Преподавание меня не интересовало, в Институт языкознания АН без кандидатского диплома идти не было смысла.
И здесь происходит следующее, очень своевременное чудо. Именно весной 55-го года создается журнал «Иностранная литература» и началось формирование редакции. Я, не зная о том ни сном ни духом и не помышляя ни о какой литературной или журналистской деятельности, продолжаю названивать друзьям и знакомым в тщетных поисках работы.
Неожиданно моя знакомая по ВОКСу, Вера Николаевна Кутейщикова, мне говорит: «Подожди, старуха», и звонит своей приятельнице, Раисе Давыдовне Орловой, литературоведу и будущей известной диссидентке, жене Льва Копелева. Та сообщает обо мне первому главному редактору «Иностранки», Александру Борисовичу Чаковскому, а он вскоре приглашает меня для беседы.

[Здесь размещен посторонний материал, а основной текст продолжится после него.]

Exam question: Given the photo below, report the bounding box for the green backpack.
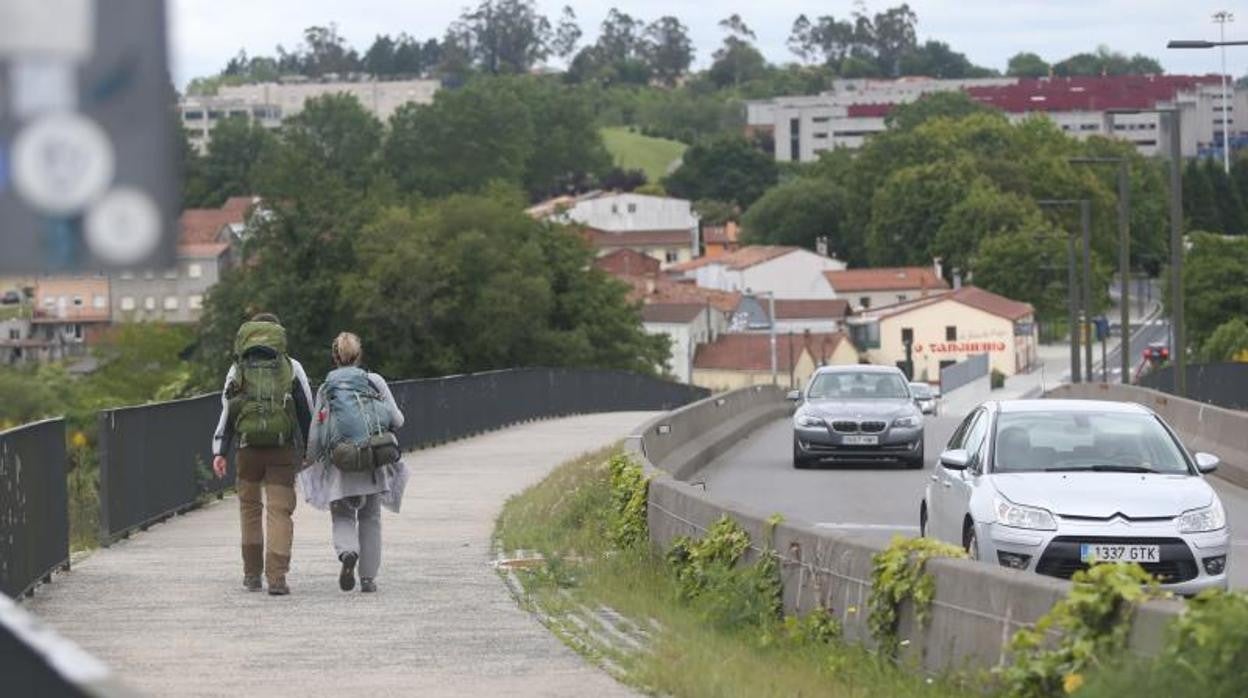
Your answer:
[228,321,297,449]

Мы с Кутейщиковой были в добрых рабочих отношениях, но, думается, мысль рекомендовать меня в журнал ей подал ее муж, благодушный и талантливый Лев Самойлович Осповат. В те годы Лёвчик (как его называла жена и за глаза другие) уже успешно переквалифицировался из преподавателя русского языка в литературоведа-испаниста. Я не была с ним знакома, но поэтпереводчик и тоже испанист Овадий Герцович Савич рассказал мне, что Осповату очень понравилась моя статья об аргентинской поэме «Мартин Фьерро» и ее авторе. Эта статья, написанная мною вскоре по приезде и называвшаяся «Хосе Эрнандес — национальный поэт Аргентины», была опубликована в газете «Искусство и культура» в 52-м году. Статья была обильно уснащена фрагментами поэмы, переведенными мною с испанского. Видно, все-таки не зря трудилась я над книгой о славном гаучо Мартине Фьерро под недреманным оком торгпредского начальства. Если аукнешься, всегда откликнется. Правда, неизвестно, где, когда и как…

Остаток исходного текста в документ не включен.